Brazilian Restaurants
Thursday, 22 April 2010Brazilians certainly believe in eating – and drinking – my recent Brazil visit included plenty of both.
Vento Haragano is one São Paulo’s biggest (and priciest) churrascaria places, this is the Argentinian meat, meat and more meat diet. A veritable stampede of gaucho waiters race around the restaurant toting mighty chunks of meat and flashing sharp knives. You display a little flip card on the table beside your plate and as long as it’s showing green more and more meat will pile up on your plate.
Verissimo is named after the popular Brazilian author Luis Fernando Verissimo, and here it’s the beer which appears in tankard after tankard (chopp is Brazilian draught beer) every time your current glass looks like emptying. The waiter adds another tick on your scorecard with each refill and, as you can see, you get through a bit.
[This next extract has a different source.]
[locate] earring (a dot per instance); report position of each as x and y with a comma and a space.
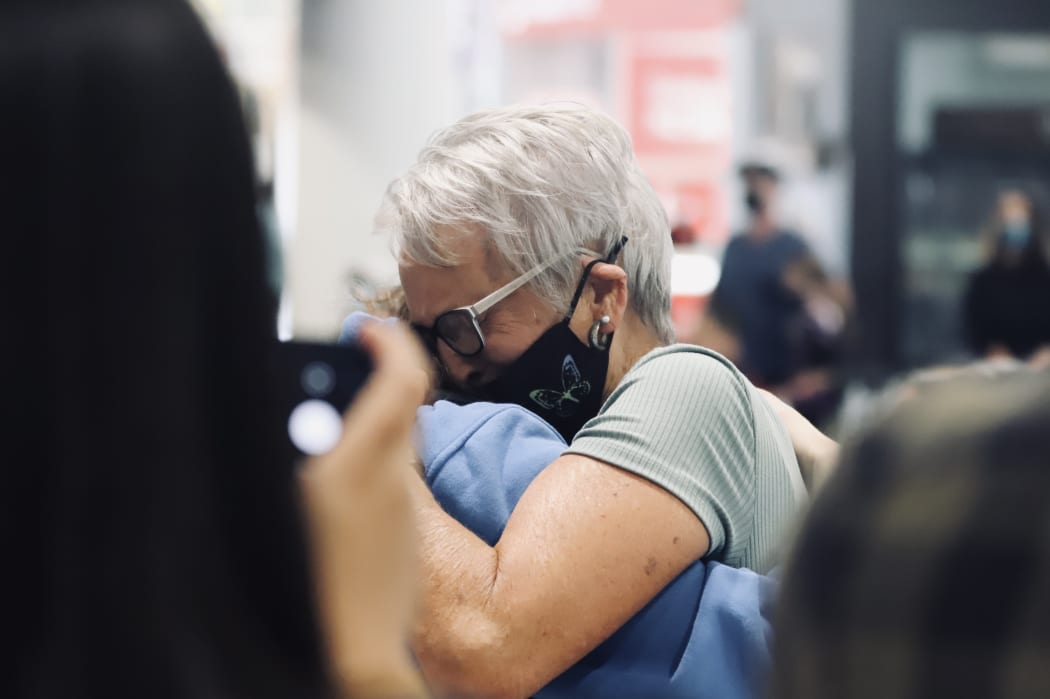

The restaurant and bar won the the best ‘Petisco’ on the Best Boteco Competition 2009. The champion – according to a website – is the snack called Pirulito de Rabada no Caixote (oxtail meat immersed in a pan with polenta, Tuscan sausage and crispy watercress, accompanied by pickled okra and colored quail egg). It’s served up in a little cabinet, flip open the lid to reveal the oxtails, slide out the drawer for the quail eggs.